Les possibilités de mise en cause de la responsabilité civile et pénale des mandataires sociaux (RCMS) se sont accrues ces dernières années, en parallèle de l’émergence de nouveaux risques, notamment cyber et environnementaux, qui rendent très opportune la souscription d’une assurance couvrant la responsabilité des dirigeants.

Les mandataires sociaux concentrent sur leur tête la responsabilité découlant des activités de leur entreprise. Outre la société et les associés pour un préjudice propre, tout tiers peut en effet engager la responsabilité personnelle des dirigeants, sur le plan civil, dès lors qu’il démontre contre le dirigeant "une faute séparable de ses fonctions et qui lui soit imputable personnellement1". 

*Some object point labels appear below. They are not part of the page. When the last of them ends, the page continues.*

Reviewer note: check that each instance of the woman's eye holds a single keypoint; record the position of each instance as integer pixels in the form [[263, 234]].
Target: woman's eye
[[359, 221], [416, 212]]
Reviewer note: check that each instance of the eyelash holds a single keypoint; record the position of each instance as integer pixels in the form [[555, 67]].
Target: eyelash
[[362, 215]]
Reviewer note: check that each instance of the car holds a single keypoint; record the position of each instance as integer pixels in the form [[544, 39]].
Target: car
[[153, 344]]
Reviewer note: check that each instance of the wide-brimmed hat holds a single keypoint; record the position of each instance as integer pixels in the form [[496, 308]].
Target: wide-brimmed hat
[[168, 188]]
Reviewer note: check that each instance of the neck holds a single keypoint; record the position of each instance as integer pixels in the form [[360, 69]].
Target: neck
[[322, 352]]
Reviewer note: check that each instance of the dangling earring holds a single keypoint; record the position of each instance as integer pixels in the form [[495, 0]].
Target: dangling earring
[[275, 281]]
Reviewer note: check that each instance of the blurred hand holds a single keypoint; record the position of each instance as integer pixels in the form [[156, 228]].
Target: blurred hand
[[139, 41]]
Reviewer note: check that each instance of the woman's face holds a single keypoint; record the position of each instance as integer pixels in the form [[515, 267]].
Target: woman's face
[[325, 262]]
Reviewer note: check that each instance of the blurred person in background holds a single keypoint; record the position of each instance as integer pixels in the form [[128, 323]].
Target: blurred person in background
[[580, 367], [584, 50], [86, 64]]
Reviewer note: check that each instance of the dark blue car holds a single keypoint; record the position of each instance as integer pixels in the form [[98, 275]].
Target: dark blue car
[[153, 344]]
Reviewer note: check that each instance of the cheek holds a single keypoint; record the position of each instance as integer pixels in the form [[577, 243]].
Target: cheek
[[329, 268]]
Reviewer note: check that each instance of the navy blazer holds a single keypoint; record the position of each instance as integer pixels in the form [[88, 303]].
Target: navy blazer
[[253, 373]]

Le risque pénal est par ailleurs inhérent à la responsabilité personnelle des mandataires. Ils sont notamment susceptibles d’être mis en cause, par principe en raison de délégations de pouvoir, mais aussi au regard du mouvement amorcé par les procédures de conformité. Les autorités judiciaires, en particulier, attendent que les enquêtes internes identifient les responsabilités individuelles. Les Conventions judiciaires d’intérêt public peuvent aussi amener à opposer une personne morale à ses anciens dirigeants, voire à son dirigeant, puisque les personnes physiques ne peuvent en bénéficier.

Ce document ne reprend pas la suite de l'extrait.